They’ve heard it all before. Half are home-schooled. They’re fluent in Hebrew; Leviticus is their favorite book; and they have a well-articulated position on the authorship of Isaiah.
It’s easy to be intimidated by living lexicons, but biblical brainiacs represent a huge ministry challenge–and our largest spiritual dividend, if we choose to invest.
They may seem arrogant and unteachable, but we need to discover why. They’ve come to assume the way to earn God’s affection is meticulously “to get it all right” instead of building a relationship by expressing a heart of worship. They believe God primarily is concerned with external appearance and behavioral conformity.
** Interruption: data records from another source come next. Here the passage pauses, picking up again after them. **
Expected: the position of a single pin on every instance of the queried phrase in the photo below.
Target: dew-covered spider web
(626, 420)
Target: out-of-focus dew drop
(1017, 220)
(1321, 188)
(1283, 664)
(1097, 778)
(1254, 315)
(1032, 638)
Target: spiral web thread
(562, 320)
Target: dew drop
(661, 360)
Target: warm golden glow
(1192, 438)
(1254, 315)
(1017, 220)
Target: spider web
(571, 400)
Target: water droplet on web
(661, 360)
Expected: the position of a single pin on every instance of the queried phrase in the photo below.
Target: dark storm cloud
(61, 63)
For all they know about the Bible, they’ve missed the fact the gospel is deeply relational.
Common Characteristics
Before writing off over-churched kids, let’s look at a few reasons their spirituality is skewed.
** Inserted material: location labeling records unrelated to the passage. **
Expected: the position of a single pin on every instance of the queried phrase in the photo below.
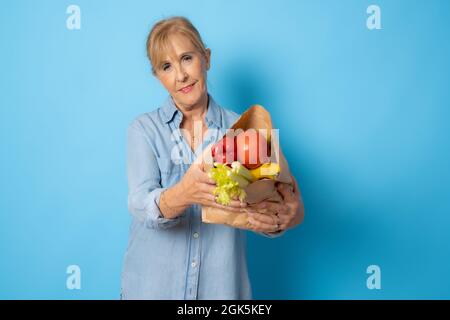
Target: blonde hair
(157, 40)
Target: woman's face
(183, 72)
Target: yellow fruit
(267, 170)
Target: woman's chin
(189, 100)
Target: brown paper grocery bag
(255, 117)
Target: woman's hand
(271, 217)
(196, 187)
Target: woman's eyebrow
(184, 53)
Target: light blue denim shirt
(179, 258)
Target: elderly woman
(171, 254)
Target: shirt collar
(213, 115)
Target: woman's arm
(144, 188)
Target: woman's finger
(259, 226)
(268, 206)
(265, 218)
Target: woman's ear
(208, 58)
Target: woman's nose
(181, 75)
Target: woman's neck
(195, 112)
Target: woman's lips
(188, 88)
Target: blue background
(363, 117)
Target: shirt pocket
(171, 172)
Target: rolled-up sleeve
(144, 180)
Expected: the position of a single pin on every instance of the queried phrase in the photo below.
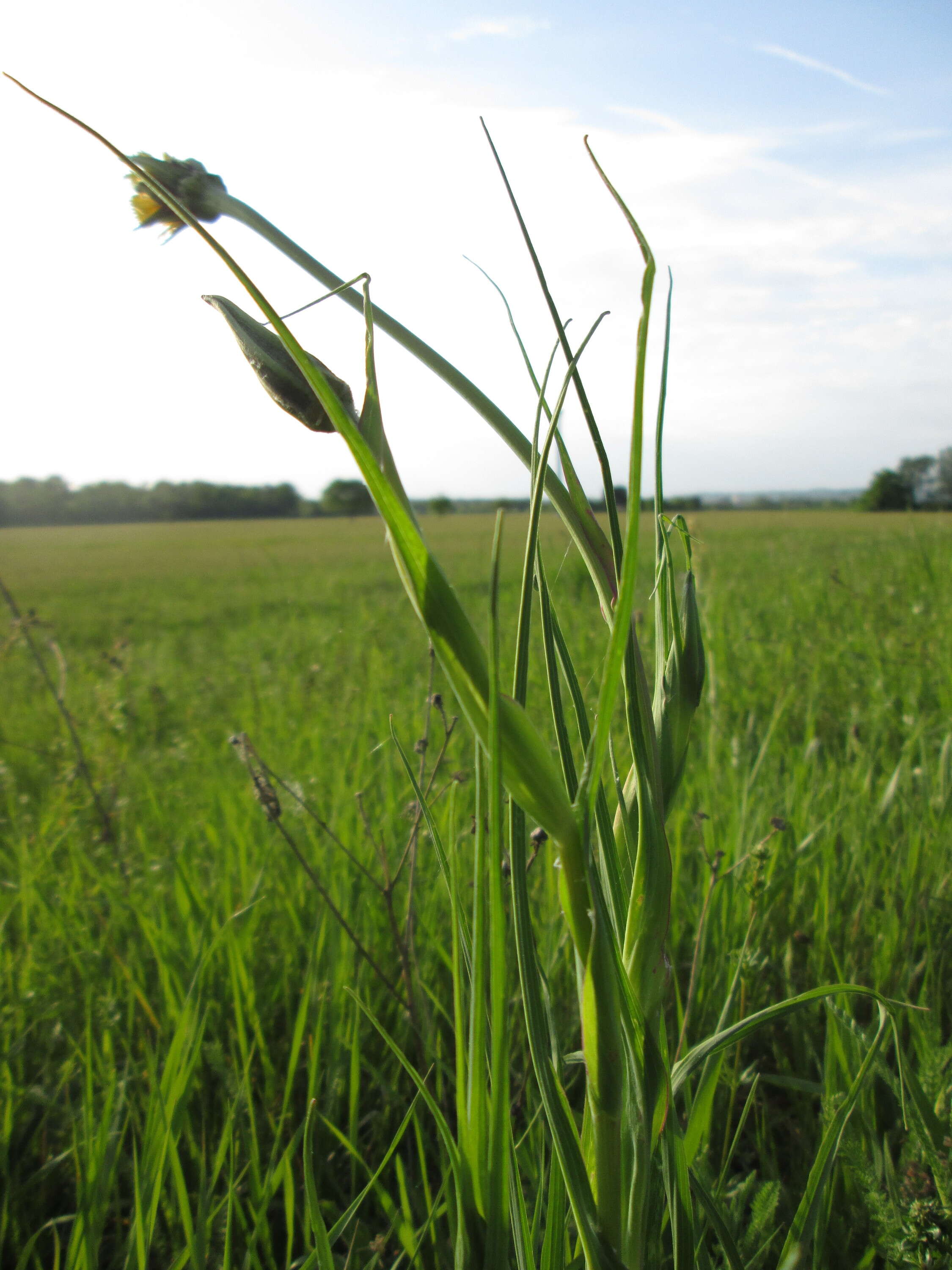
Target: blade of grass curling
(565, 1140)
(714, 1215)
(530, 771)
(464, 1208)
(522, 1231)
(697, 1056)
(581, 501)
(650, 897)
(554, 1239)
(573, 889)
(602, 1041)
(352, 1209)
(437, 839)
(804, 1223)
(476, 1108)
(499, 1131)
(319, 1231)
(230, 206)
(605, 467)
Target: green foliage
(888, 492)
(52, 502)
(347, 498)
(101, 941)
(636, 1190)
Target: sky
(791, 166)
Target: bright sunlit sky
(791, 163)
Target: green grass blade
(499, 1131)
(605, 467)
(319, 1231)
(806, 1217)
(352, 1209)
(735, 1262)
(701, 1052)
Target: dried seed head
(266, 794)
(192, 185)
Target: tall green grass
(231, 627)
(615, 1165)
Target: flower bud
(277, 371)
(187, 179)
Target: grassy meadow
(173, 999)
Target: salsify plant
(625, 1184)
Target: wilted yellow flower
(198, 190)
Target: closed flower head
(187, 179)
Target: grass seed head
(198, 190)
(276, 369)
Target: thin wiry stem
(59, 698)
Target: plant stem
(82, 765)
(468, 390)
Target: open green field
(172, 1000)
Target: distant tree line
(30, 502)
(922, 483)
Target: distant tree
(888, 492)
(918, 474)
(944, 477)
(347, 498)
(35, 502)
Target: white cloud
(513, 28)
(814, 65)
(812, 315)
(904, 136)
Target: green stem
(468, 390)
Apathy: Their lack of spiritual energy stems from the fact most are living a secondhand faith. They haven’t made it their own, and parents often intrusively download their theological biases, anxieties and demands on their children. Many kids detach emotionally from the matter in order to counteract the influence of their parents, who are driven by fear or pride.
Behavioral Compliance: Sin is outlined in behavioral terms: no sex, smoking, swearing, etc. When that path is followed to its conclusion, a person will believe spiritual maturity is marked by “doing right things right.” Scripture calls us to holiness, but when distorted, holiness is a prerequisite to relationship rather than the spontaneous response of a heart that is deeply in love with Jesus.
Cynicism: To distrust the good seen in others. Kids raised in church often are spiritually cynical because they’ve seen the gap between the talk and the walk in their friends, parents and even highly visible spiritual leaders. They get the sense faith isn’t working for anyone, that it really doesn’t impact life at a deep and meaningful level. Their own experience of recommitting their lives to Jesus around a retreat campfire resulted in only a two-week blip on their spiritual trajectory.
Doubt: Tough questions are not welcome; and if they are raised, they elicit pat answers. Too often kids have no place to wrestle with their faith and the mysteries of a God who doesn’t fit neatly into the often cryptic Book that He gave us. For many, expressing doubt is too terrifying to discuss. They’ve been taught what to think, not how to think.
A-B-C-D Spells Faith
In the alphabet used by too many kids to spell out their faith we also could talk about Egocentrism, Fear, Grumbling, Hypocrisy, Isolation, Judgmental Know-it-alls, Legalism and More. Instead, let me suggest a few reasons why investing in these kids should be a critical ministry priority.
• Most of the theological distortions these kids live with are not their making. The majority live out an adolescent version of the values modeled for them.
• Failure to invest in young lives reinforces and perpetuates a pattern that must be challenged as a blatant distortion of the heart of the gospel.
• There is power in the knowledge these kids possess; if we can find ways to connect their saturated heads with their dry hearts, the potential for deep intimacy with Christ and rich effectiveness is immense.
Maybe it’s time for an attitude adjustment for kids who really need to see Jesus for the first time.